The Best Actor category is not as clear-cut, although there is still a clear front-runner.
Christian Bale, a winner as Best Supporting Actor for The Fighter in 2010, has the longest of shots this time out for his adulterous con artist in American Hustle.
Bruce Dern may be the sentimental favorite for his deluded geezer in Nebraska, given that this is his first nomination since his Best Supporting Actor nod 35 years ago for Coming Home, but his re-discovery will have to do.
And Leonardo DiCaprio, so often taken for granted or overlooked at Oscar time, grabs a fourth nomination for his title character in The Wolf of Wall Street, but even money says he will not be delivering an acceptance speech.
Newcomer Chiwetel Ejiofor has a legitimate shot at pulling an upset and winning for this, his first nomination, as the Northern-born musician, Solomon Northup, the real-life protagonist in 12 Years a Slave.
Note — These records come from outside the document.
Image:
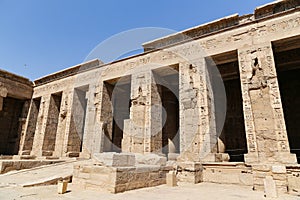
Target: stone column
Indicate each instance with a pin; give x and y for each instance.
(63, 118)
(41, 126)
(87, 143)
(3, 94)
(137, 129)
(264, 121)
(196, 140)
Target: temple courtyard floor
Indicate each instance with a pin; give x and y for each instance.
(203, 191)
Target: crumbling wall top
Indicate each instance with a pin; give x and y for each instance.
(222, 24)
(69, 71)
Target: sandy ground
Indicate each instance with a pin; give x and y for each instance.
(203, 191)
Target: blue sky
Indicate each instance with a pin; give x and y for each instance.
(39, 37)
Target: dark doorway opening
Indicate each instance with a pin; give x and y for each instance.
(9, 125)
(232, 139)
(79, 110)
(115, 109)
(167, 84)
(52, 123)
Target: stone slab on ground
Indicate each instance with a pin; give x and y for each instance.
(203, 191)
(44, 175)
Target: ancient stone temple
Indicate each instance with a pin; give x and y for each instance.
(214, 103)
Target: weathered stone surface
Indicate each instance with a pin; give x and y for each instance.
(115, 159)
(270, 187)
(167, 110)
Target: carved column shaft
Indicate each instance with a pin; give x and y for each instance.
(264, 121)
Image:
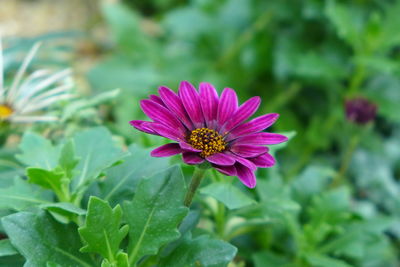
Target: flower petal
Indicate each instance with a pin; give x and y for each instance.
(142, 126)
(227, 105)
(166, 131)
(209, 104)
(221, 159)
(248, 151)
(160, 114)
(166, 150)
(226, 170)
(245, 111)
(192, 158)
(246, 175)
(174, 103)
(185, 146)
(190, 100)
(264, 161)
(253, 126)
(262, 138)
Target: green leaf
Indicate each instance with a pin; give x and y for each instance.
(22, 195)
(63, 207)
(155, 212)
(348, 21)
(267, 258)
(331, 206)
(6, 249)
(46, 179)
(200, 251)
(318, 260)
(275, 148)
(67, 161)
(38, 152)
(121, 180)
(97, 151)
(126, 30)
(102, 233)
(41, 239)
(228, 194)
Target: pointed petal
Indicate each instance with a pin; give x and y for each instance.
(192, 158)
(246, 175)
(221, 159)
(227, 105)
(174, 103)
(157, 99)
(248, 151)
(226, 170)
(185, 146)
(264, 161)
(262, 138)
(253, 126)
(190, 100)
(243, 161)
(141, 126)
(209, 104)
(160, 114)
(166, 150)
(245, 111)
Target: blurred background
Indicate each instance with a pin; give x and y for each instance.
(324, 66)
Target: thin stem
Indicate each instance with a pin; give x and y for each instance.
(220, 220)
(194, 184)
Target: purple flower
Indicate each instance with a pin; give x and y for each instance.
(360, 110)
(206, 127)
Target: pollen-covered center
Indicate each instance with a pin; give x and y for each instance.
(5, 112)
(207, 140)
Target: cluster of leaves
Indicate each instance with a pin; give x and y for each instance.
(62, 215)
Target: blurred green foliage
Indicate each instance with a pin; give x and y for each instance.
(304, 58)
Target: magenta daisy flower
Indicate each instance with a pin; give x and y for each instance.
(209, 128)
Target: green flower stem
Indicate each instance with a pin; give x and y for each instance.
(220, 220)
(194, 184)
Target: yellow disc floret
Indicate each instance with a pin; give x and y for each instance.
(207, 140)
(5, 112)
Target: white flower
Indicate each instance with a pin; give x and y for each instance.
(27, 97)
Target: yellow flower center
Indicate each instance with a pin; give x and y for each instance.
(206, 140)
(5, 111)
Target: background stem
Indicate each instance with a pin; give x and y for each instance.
(194, 184)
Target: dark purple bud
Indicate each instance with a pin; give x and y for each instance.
(360, 110)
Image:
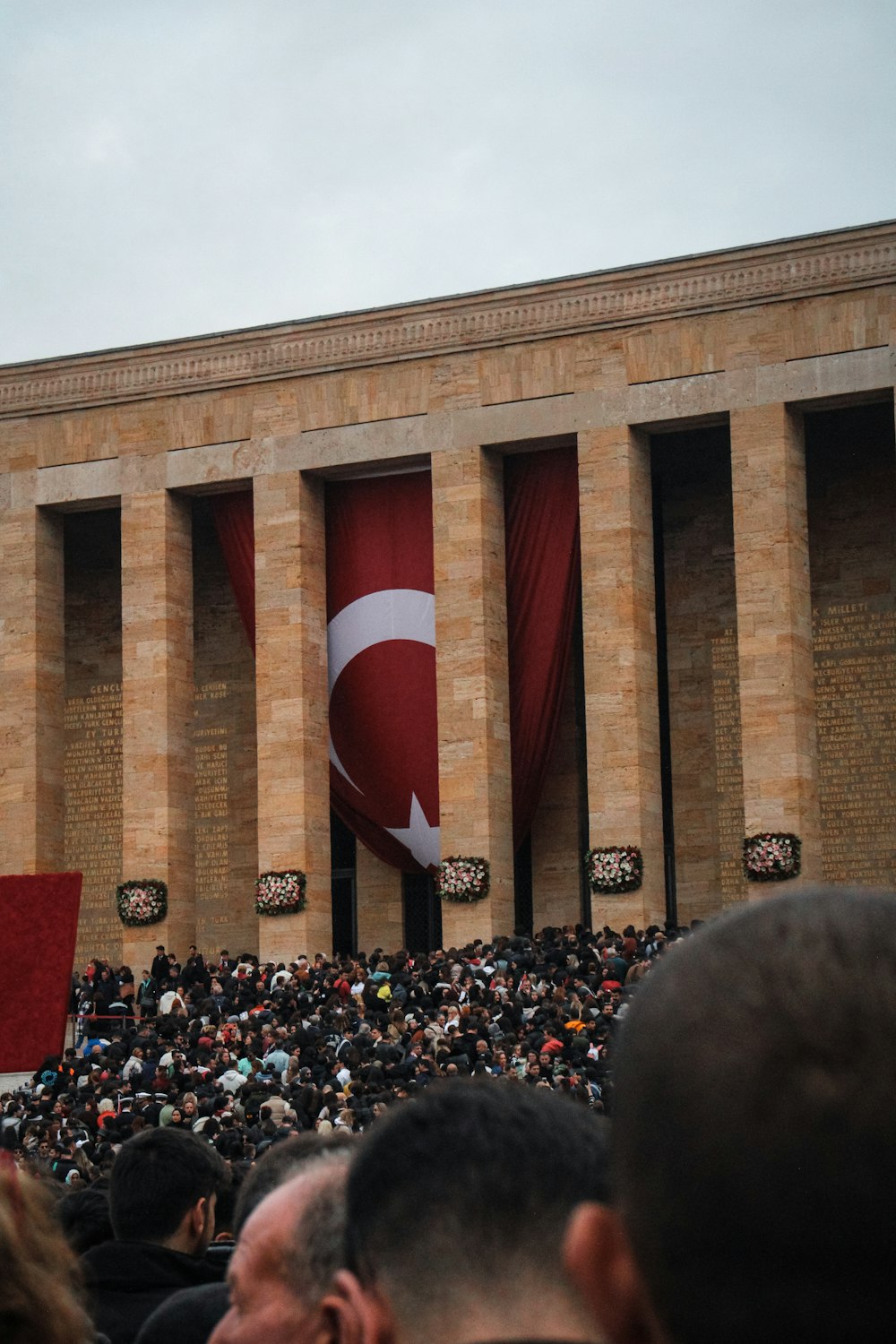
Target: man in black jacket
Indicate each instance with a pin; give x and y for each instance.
(754, 1134)
(161, 1195)
(455, 1211)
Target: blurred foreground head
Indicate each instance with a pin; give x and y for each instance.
(754, 1144)
(39, 1281)
(457, 1206)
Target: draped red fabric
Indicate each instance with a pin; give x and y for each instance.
(381, 617)
(39, 921)
(383, 710)
(541, 542)
(236, 529)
But that is less than a probability.
That’s because Matthew McConaughey, in the midst of an amazing persona reinvention that has seen him go from object of ridicule to respected and reliable thespian, will take home the prize for his real-life Dallas Buyers Club protagonist, Ron Woodruff, a homophobic rodeo rider who learns he has AIDS and struggles to get legal meds.
If I had a vote, it too would go to McConaughey over Ejiofor, but by the slimmest of margins.